5.3Ayant pris note des arguments de l’auteur concernant l’épuisement des voies de recours internes et compte tenu de la non‑coopération de la part de l’État partie, le Comité estime que les dispositions du paragraphe 2 b) de l’article 5 du Protocole facultatif ne l’empêchent pas d’examiner la communication. Le Comité estime en outre qu’en ce qui concerne les articles 7 et 2 paragraphe 3 (c) du Pacte, les faits évoqués par l’auteur sont suffisamment étayés. Il déclare donc la communication recevable et procède à son examen au fond.

Examen au fond

6.1Le Comité des droits de l’homme a examiné la communication en tenant compte de toutes les informations qui lui ont été fournies, conformément au paragraphe 1 de l’article 5 du Protocole facultatif.

6.2En ce concerne le grief de la violation de l’article 7 et à l’article 2 paragraphe 3 (c), le Comité note que l’auteur affirme que son père a été détenu et a reçu des coups de fouet, sur ordre du commandant Albert Kifwa Mukuna, par ses gardes du corps, pour avoir dénoncé l’extorsion de son arme. Le Comité note également que l’auteur affirme que le Ministère Public n’a pas veillé à l’exécution de la décision relativement légère rendue par la Cour d’Ordre Militaire, puisque les personnes condamnées ne l’ont jamais exécutée. En l’absence de toute information pertinente de la part de l’État partie qui pourrai t contredire les allégations de l’auteur , le Comité estime que les faits portés à sa connaissance font apparaître une violation de l’article 7 conjointement avec l’article 2 du Pacte.

Le Comité des droits de l’homme, agissant conformément à l’article 5, paragraphe 4, du Protocole facultatif se rapportant au Pacte international relatif aux droits civils et politiques, est d’avis que les faits qui lui ont été présentés font ressortir une violation de l’article 7, conjointement à l’article 2 du Pacte.

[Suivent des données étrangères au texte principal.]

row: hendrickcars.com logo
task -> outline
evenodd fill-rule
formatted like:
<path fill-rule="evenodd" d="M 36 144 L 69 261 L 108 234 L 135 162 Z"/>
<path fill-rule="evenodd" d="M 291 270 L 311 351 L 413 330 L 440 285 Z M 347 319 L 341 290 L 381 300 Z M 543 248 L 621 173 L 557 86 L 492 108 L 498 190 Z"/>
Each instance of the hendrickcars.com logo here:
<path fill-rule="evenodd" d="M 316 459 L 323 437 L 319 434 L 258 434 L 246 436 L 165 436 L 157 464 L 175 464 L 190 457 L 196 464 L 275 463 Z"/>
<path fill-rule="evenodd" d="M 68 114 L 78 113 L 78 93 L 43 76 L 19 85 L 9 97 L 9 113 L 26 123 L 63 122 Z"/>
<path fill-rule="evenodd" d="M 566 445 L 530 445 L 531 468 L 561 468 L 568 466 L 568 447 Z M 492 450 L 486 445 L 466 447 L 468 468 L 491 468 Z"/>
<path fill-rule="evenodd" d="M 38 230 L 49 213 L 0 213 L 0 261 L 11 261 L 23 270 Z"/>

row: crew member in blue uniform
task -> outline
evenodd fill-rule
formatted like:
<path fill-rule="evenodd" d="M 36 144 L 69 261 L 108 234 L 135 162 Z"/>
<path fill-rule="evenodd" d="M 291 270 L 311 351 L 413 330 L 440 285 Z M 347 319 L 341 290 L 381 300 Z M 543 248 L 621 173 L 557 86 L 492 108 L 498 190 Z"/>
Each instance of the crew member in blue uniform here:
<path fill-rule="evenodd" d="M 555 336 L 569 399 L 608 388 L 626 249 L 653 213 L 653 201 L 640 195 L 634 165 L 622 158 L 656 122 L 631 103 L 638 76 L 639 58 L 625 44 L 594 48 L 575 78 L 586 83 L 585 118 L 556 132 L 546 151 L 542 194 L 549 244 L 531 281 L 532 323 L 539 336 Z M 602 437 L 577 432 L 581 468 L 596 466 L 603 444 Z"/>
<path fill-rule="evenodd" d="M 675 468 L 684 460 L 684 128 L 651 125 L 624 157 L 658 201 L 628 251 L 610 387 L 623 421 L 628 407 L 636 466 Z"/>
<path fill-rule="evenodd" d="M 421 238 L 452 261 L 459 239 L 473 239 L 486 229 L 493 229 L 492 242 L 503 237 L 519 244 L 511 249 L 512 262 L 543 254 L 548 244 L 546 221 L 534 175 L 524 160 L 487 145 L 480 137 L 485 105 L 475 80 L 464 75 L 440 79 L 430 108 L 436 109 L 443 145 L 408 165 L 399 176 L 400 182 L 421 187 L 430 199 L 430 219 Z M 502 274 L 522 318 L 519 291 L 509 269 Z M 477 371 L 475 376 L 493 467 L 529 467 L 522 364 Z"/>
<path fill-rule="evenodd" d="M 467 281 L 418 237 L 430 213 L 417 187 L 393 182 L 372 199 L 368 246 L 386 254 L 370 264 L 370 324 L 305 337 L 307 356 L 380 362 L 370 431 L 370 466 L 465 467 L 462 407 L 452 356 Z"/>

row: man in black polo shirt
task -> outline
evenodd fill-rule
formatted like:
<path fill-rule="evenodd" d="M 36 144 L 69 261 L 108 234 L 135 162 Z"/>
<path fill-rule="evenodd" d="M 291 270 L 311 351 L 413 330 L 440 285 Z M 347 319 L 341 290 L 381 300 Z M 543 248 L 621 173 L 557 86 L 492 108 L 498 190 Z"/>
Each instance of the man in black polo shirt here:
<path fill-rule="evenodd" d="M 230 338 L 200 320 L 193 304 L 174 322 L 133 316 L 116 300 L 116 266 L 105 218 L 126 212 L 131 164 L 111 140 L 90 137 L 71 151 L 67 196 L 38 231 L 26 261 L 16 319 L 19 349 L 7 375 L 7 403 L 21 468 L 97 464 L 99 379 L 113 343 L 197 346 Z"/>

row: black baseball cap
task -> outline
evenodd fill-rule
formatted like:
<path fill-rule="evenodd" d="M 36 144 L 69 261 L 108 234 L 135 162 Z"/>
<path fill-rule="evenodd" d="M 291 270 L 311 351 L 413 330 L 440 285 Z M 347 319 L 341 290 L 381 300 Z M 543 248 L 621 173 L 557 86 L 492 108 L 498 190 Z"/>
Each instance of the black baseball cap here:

Conformément au paragraphe 3 a) de l’article 2 du Pacte, l’Etat partie est tenu d’assurer à l’auteur un recours utile, y compris une indemnisation appropriée. L’Etat partie est tenu de mettre en exécution la décision de la Cour d’Ordre Militaire du 29 janvier 2003. L’Etat partie est également tenu de veiller à ce que des violations analogues ne se reproduisent pas à l’avenir.

En adhérant au Protocole facultatif, l’Etat partie a reconnu que le Comité avait compétence pour déterminer s’il y avait eu ou non violation du Pacte. Conformément à l’article 2 du Pacte, l’Etat partie s’est engagé à garantir à tous les individus se trouvant sur son territoire et relevant de sa juridiction les droits reconnus dans le Pacte et à assurer un recours utile et exécutoire lorsqu’une violation a été établie. Le Comité souhaite recevoir de l’Etat partie, dans un délai de cent quatre-vingts jours, des renseignements sur les mesures prises pour donner effet à ses constations. L’Etat partie est invité en outre à rendre publiques les présentes constatations.

[Adopté en anglais, en espagnol et en français (version originale). Paraîtra ultérieurement en arabe, en chinois et en russe dans le rapport annuel du Comité à l’Assemblée générale.]